Je n'ai mangé que la moitié de ma ration MR-8, faut tout de même avoir faim pour manger ça, ça colle au dents, le goût rappelle vaguement celui du nougat, malgré que c'est sucré au goût, ça ne donne pas vraiment soif et SURTOUT ne contenant pas de glucose simple cela ne provoque pas un rush d'insuline qui vous met en hypoglycémie si vous vous goinfrez un sachet de sucre blanc. Sur une durée plus longue, je pense que l'on doit franchement vite en avoir VRAIMENT marre et que sur du long terme la malnutrition de monotonie doit se faire sentir (dégoût de la nourriture par manque de variété et de plaisir).
La soupe le soir même plus diluée qu'à la normale (1 sachet pour 750 ml) est une bénédiction qui réchauffe le corps et l'esprit ... terriblement meilleur pour le moral que la ration MR-8, seul inconvénient il faut de l'eau et le pouvoir de la faire chauffer.
Le deuxième jour, j'ai déjà ajouter le sel à ma tisane, le matin + 1 morceau de MR-8 car j'avais des crampes (position de la nuit aussi) ... le MR-8 + la tisane + le sel donne une "soupe" effroyable à boire mais qui tient son homme debout.
Je pense que si j'avais eu le temps, et surtout faim, je me serai rabattu sur des soupes "naturelles" j'ai repéré des orties, du plantain et en cherchant bien près des étangs j'aurais sûrement pu trouver des roseaux.
Donc, pour moi, au bout des 30 heures, pas de vertige mais une légère perte d'énergie (nuit inconfortable aussi) et des gestes moins surs. Par exemple, je me sentais légèrement moins à l'aise avec mon couteau et, à mon humble avis, le risque d'accident était alors plus présent c'est un paramètre difficile a jauger mais qu'il faut prendre en compte en situation et donc avoir du matériel et des méthodes "low-risk" en appliquant à la lettre les consignes de sécurité (couper toujours en s'éloignant du corps etc...).
La pêche :Juste une petite initiation à la ligne de fond, sans prétention et la découverte que les appâts n'étaient pas légion dans le coin ... Petite mise en pratique "limitée" et résultats corrects, la technique est facile a maîtriser et l'efficacité démontrée.

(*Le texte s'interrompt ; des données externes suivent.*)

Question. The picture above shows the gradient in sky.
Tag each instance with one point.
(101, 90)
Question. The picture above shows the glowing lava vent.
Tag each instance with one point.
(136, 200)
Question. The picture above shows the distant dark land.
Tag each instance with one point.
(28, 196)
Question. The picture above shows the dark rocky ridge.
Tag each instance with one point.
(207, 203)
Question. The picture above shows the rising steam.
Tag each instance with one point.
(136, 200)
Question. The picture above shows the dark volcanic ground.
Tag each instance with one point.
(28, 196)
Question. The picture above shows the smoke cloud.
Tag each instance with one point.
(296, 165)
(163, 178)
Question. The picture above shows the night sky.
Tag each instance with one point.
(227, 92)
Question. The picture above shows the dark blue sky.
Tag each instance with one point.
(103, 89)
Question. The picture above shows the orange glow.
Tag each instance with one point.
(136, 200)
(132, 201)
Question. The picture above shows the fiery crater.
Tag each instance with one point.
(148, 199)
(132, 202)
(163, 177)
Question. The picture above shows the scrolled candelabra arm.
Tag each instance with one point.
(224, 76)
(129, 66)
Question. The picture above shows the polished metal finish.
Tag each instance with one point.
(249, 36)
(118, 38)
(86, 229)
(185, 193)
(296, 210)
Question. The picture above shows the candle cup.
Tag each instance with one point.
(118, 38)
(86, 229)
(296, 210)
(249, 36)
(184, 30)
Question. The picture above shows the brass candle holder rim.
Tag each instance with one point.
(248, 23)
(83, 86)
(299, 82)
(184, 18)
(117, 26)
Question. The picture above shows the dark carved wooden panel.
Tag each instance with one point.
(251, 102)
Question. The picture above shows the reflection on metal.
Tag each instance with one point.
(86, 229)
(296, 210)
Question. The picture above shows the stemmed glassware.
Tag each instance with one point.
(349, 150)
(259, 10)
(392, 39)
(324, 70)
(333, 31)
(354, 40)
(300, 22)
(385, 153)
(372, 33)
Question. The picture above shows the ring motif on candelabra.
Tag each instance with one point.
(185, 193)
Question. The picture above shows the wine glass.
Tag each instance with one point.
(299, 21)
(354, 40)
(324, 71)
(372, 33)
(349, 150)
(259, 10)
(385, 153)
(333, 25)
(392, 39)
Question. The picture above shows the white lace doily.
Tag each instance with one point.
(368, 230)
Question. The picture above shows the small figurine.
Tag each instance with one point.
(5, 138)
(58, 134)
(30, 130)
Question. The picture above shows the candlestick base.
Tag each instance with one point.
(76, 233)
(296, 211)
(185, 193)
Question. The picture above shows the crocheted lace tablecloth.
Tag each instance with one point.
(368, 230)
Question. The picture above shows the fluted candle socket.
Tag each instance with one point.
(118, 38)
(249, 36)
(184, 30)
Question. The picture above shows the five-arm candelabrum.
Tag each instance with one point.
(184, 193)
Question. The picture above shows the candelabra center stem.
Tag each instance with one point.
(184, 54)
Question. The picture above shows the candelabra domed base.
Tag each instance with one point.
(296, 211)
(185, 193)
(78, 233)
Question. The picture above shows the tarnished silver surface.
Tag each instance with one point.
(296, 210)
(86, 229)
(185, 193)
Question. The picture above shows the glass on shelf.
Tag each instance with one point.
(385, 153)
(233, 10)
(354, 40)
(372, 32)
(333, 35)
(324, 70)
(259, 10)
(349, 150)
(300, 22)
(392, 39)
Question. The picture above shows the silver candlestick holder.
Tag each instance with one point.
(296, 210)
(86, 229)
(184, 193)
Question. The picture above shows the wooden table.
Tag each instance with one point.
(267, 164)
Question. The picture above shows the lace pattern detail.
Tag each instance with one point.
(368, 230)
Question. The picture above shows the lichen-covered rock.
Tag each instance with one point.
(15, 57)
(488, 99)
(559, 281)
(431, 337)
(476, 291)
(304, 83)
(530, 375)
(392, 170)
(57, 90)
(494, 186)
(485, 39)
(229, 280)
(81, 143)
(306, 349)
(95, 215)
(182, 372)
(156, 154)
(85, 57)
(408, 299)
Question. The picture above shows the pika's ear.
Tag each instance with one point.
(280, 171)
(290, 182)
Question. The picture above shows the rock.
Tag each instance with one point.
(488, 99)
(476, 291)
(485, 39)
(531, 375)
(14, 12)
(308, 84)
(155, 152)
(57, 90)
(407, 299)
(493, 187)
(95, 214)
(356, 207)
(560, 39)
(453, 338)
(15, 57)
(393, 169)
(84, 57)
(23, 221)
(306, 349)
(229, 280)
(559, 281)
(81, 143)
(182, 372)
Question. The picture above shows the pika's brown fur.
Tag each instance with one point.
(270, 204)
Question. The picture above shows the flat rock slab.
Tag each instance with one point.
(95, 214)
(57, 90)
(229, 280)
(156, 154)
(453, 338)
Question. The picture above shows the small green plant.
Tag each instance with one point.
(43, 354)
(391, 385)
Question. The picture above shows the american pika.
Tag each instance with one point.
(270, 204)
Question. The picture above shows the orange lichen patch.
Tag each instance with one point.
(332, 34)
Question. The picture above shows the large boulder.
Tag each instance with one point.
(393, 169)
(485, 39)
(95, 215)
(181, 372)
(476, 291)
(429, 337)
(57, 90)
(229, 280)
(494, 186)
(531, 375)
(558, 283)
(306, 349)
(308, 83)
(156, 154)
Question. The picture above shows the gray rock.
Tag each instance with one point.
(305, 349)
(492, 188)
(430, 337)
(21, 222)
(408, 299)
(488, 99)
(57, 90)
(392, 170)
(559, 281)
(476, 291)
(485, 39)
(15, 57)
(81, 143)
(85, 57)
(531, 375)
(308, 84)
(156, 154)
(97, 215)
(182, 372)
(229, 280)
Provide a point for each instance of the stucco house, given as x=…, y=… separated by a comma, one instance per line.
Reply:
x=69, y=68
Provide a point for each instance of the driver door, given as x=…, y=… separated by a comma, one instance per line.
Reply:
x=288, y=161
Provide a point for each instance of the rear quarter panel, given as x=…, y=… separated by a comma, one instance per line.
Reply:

Conclusion :J'ai atteint mon objectif perso : une nuit sans trop de nourriture, sans sac de couchage et avec un kit "fond de sac" d'un volume raisonnable. Je valide donc mon choix de matériel qui sera dès maintenant mon "fond de sac".
Le manque de nourriture est tout à fait gérable.
La soif et la déshydratation arrivent rapidement, même lorsqu'on prévoit de ne pas s'y laisser prendre.
Pour le feu, un minimum de "tinder" c'est magique et la préparation du feu la journée au chaud et lorsqu'il y a de la lumière c'est top, enfin, lorsqu'on peut le faire !
Une MR-8 ça va mais pour le même volume et le même poids si je ne suis pas en E&E et que je peux avoir de l'eau chaude une soupe c'est tellement mieux.
Une toute petite perche, même à 7 c'est délicieux.
Ben, non, contrairement à une de mes certitudes on ne trouve pas des appâts pour la pêche partout et tout le temps.
Encore contrairement à une de mes certitudes, y'a des forêts sans lapin et sans rat ... incroyable !!
Petite remarque : j'ai commencé le We avec un sinusite mais le feu de bois, le grand air et la couche en sapin m'ont soigné ça en deux jours !!